Likewise, it is essential to answer the vexing question of what it means to evaluate Internet material “as a whole,” 47 U.S.C. § 231(e)(6)(A), (C), when everything on the Web is connected to everything else. As a general matter, “[t]he artistic merit of a work does not depend on the presence of a single explicit scene… . [T]he First Amendment requires that redeeming value be judged by considering the work as a whole. Where the scene is part of the narrative, the work itself does not for this reason become obscene, even though the scene in isolation might be offensive.” Ashcroft v. Free Speech Coalition, ante, at __ (slip op., at 10). COPA appears to respect this principle by requiring that the material be judged “as a whole,” both as to its prurient appeal, §231(e)(6)(A), and as to its social value, §231(e)(6)(C). It is unclear, however, what constitutes the denominator–that is, the material to be taken as a whole–in the context of the World Wide Web. See 31 F. Supp. 2d, at 483 (“Although information on the Web is contained in individual computers, the fact that each of these computers is connected to the Internet through World Wide Web protocols allows all of the information to become part of a single body of knowledge”); id., at 484 (“From a user’s perspective, [the World Wide Web] may appear to be a single, integrated system”). Several of the respondents operate extensive Web sites, some of which include only a small amount of material that might run afoul of the Act. The Attorney General contended that these respondents had nothing to fear from COPA, but the District Court disagreed, noting that the Act prohibits communication that “includes” any material harmful to minors. §231(a)(1). In the District Court’s view, “it logically follows that [COPA] would apply to any Web site that contains only some harmful to minors material.” 31 F. Supp. 2d, at 480. The denominator question is of crucial significance to the coverage of the Act.

Another issue is worthy of mention, because it too may inform whether the variation in community standards renders the Act substantially overbroad.
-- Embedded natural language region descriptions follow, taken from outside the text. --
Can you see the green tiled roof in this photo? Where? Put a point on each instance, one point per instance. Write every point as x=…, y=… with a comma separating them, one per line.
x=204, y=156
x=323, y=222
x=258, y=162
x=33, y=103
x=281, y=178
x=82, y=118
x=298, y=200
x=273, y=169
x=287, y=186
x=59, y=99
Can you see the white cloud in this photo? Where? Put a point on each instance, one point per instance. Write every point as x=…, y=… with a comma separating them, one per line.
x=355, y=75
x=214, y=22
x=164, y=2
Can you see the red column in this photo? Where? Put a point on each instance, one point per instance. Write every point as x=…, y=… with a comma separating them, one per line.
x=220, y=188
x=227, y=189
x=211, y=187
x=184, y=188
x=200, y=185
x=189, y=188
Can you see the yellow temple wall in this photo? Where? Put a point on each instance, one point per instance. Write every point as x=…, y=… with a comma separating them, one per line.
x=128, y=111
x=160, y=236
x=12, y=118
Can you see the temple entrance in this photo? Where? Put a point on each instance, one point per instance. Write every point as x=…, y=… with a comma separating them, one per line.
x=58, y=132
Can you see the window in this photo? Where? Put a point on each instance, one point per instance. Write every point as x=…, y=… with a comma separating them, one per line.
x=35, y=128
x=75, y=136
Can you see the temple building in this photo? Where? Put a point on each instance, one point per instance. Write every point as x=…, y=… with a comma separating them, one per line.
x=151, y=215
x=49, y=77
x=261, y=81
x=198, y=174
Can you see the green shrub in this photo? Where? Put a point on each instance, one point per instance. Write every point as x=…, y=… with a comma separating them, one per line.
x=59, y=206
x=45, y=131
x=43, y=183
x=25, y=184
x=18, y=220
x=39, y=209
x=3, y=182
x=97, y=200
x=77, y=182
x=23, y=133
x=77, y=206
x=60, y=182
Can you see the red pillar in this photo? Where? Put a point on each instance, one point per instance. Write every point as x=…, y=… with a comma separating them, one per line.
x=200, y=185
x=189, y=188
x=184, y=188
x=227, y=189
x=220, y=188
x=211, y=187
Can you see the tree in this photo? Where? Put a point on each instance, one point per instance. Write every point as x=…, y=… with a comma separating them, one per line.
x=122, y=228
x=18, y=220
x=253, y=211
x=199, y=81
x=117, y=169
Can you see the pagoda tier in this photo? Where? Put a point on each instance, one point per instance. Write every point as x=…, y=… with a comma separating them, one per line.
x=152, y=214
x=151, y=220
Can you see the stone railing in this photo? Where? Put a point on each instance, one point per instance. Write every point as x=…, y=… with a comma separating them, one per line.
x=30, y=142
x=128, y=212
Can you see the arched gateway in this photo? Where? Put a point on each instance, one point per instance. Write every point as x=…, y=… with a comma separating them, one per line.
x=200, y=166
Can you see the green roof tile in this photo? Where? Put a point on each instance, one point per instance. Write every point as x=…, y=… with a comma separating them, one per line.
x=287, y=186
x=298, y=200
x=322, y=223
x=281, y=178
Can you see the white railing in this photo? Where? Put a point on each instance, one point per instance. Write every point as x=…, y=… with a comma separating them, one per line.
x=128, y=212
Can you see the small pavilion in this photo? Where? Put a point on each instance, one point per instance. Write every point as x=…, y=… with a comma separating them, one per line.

The parties and the Court of Appeals did not address the question of venue, though it would seem to be bound up with the issue of varying community standards. COPA does not address venue in explicit terms, so prosecution may be proper “in any district in which [an] offense was begun, continued, or completed.” 18 U.S.C. § 3237(a). The Act’s prohibition includes an interstate commerce element, 47 U.S.C. § 231(a)(1), and “[a]ny offense involving … interstate … commerce … may be inquired of and prosecuted in any district from, through, or into which such commerce … moves.” 18 U.S.C. § 3237(a). In the context of COPA, it seems likely that venue would be proper where the material originates or where it is viewed. Whether it may be said that a Web site moves “through” other venues in between is less certain. And since, as discussed above, juries will inevitably apply their own community standards, the choice of venue may be determinative of the choice of standard. The more venues the Government has to choose from, the more speech will be chilled by variation across communities.

IV

In summary, the breadth of the Act depends on the issues discussed above, and the significance of varying community standards depends, in turn, on the breadth of the Act. The Court of Appeals was correct to focus on the national variation in community standards, which can constitute a substantial burden on Internet communication; and its ultimate conclusion may prove correct. There may be grave doubts that COPA is consistent with the First Amendment; but we should not make that determination with so many questions unanswered. The Court of Appeals should undertake a comprehensive analysis in the first instance.